Your thoughts mirror mine a bit. I've set the tone on my blog of being light and humorous but find occasionally I want to moan and beat my breast. I'm sure there is a way to do this without being a "downing" influence. We should try to find it.

Nora

Spicy said...

Roberta,
Go ahead and bare the beast..I find that I am not portraying the real me. I'm not chatty cathy all the time...but yet I do not want to encourage bloggers to leave sappy comments like...'smile' or 'I'll pray for you'....thats not my intention.
I also will try to find a way to show my true colors while avoiding well-meaning family, friends showing up on my doorstep dripping with kindness.

WheelDancer said...

Nice work as usual Roberta! From my perspective it seems we often try to shun the darker side of life but isn't our center of life the point between the extremes? If you mute your voice in the valleys and only trumpet your thoughts at the peaks, your feet won't touch ground since you will appear falsely elevated. Share your melancholy, keep your feet on the ground!

Roberta S said...

jayne d'arcy - Thanks for the comment. So let's hear it for the Freedom Blog rather than the Restrictive Blog. A blog-bra burning maybe?

julie oakley - Thanks for the note of sympathy seasoned with the sound of laughter. A good mix, I would say.

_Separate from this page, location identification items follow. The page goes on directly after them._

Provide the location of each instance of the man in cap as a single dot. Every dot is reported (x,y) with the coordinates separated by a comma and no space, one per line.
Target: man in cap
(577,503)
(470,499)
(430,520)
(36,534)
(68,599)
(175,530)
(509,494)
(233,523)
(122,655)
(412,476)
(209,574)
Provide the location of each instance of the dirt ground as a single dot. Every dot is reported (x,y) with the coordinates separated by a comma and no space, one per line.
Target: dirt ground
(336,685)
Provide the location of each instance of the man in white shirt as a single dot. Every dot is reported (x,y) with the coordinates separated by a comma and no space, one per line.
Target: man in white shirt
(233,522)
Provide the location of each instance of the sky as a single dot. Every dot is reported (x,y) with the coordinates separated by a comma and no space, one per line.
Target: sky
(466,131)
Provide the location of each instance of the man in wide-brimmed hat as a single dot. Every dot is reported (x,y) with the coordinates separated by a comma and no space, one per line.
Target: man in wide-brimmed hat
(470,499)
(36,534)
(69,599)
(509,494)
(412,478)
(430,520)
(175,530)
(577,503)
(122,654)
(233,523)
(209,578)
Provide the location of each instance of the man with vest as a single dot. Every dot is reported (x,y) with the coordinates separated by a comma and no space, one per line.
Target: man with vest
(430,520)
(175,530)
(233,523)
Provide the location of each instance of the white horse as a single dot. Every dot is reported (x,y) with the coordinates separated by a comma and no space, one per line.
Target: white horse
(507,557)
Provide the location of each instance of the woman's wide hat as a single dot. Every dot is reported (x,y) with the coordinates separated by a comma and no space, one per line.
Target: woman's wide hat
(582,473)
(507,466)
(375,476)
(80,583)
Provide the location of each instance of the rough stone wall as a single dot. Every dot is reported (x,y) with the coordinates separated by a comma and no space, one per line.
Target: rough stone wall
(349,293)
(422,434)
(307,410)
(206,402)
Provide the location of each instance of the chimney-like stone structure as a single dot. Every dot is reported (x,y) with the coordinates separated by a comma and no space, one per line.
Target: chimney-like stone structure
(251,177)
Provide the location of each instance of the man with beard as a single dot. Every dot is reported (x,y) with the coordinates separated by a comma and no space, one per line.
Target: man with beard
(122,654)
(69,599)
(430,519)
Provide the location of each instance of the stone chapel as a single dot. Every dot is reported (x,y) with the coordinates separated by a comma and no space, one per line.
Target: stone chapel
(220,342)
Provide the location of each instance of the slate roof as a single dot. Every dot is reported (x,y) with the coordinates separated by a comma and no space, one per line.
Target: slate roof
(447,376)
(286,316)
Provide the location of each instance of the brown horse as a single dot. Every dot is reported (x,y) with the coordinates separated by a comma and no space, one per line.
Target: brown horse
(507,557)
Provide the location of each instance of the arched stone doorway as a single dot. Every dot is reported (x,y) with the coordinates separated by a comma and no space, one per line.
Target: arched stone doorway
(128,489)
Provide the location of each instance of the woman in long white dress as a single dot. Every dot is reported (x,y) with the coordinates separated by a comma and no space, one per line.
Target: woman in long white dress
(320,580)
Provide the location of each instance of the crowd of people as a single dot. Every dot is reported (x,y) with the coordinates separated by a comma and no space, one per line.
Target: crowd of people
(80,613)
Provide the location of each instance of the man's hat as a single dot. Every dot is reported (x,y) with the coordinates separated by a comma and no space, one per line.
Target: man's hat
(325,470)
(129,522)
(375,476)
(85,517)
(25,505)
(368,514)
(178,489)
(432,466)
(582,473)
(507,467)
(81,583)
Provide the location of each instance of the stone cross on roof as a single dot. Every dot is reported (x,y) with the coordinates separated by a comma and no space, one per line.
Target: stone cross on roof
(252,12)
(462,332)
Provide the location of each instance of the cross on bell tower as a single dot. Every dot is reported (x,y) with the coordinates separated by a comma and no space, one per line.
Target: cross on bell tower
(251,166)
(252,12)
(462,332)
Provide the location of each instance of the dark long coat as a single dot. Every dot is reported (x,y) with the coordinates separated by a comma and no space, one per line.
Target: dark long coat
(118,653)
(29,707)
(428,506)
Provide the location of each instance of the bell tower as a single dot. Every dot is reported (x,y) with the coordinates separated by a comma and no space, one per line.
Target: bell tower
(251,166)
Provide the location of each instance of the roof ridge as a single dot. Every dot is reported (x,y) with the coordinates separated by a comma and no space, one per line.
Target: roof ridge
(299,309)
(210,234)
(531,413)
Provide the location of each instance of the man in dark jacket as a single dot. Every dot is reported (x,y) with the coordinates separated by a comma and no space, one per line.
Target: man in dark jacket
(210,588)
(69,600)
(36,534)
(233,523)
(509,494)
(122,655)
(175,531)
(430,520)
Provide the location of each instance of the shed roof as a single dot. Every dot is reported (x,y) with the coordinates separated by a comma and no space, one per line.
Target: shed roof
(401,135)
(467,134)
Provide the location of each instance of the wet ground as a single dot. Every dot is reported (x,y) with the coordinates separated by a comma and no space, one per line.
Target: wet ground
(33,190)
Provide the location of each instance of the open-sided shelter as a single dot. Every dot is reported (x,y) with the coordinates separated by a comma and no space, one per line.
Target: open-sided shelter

joy des jardins - Oh, joy. There is no way to say it better than the wisdom you've expressed. I'd forgotten that real life offers "beauty and knowledge" wrapped up in ways we might not expect.

cowtown patty - If you can loose your evil alter-ego, The Shadow, then I am encouraged to loosen the villianous thing that stomps and cusses about (if I may borrow your expression) "Trifles" not yet expressed in my world.

jim murdoch - Thanks too, for your kind support - but must I set parameters? Maybe I already mentally have and that's what brought me to this discussion. Parameters to write what I write but always in a cheery voice. No more, but I will keep in mind your sound advice not to moan TOO much.

And about droves? I don't know. I'm still trying to figure out the relationship of 'clutch' and 'brood'. :)

nora - Thanks for the visit. It's a delicate balance but I would say from comments shared here, readers are more understanding and forgiving than I might have otherwise thought. So let's pick occasional times to be sullen together. :)

matty - I always know whatever I write is okay with you. You are certainly consistent in your support.

wheeldancer - Beautifully stated, elegantly put. Thanks and thanks again.

Pauline said...

A writer should always write what s/he wants - a reader can always skip reading what is written. It is what I used to tell my column readers when they complained that a) I always seemed to cheery and no one's life was THAT good, or b) why was I not my usual cheery self?

I say, write what you want or must or would rather Roberta, and let readers be responsible for themselves..

Roberta S said...

Hi pauline, and yea! Never thought about transferring responsibility but I really like that idea. Thanks. You always come up with really good solutions.

Now if I can just find someone else to attend to the other stuff I need to do, while we're having this good discussion, I'd be laughing.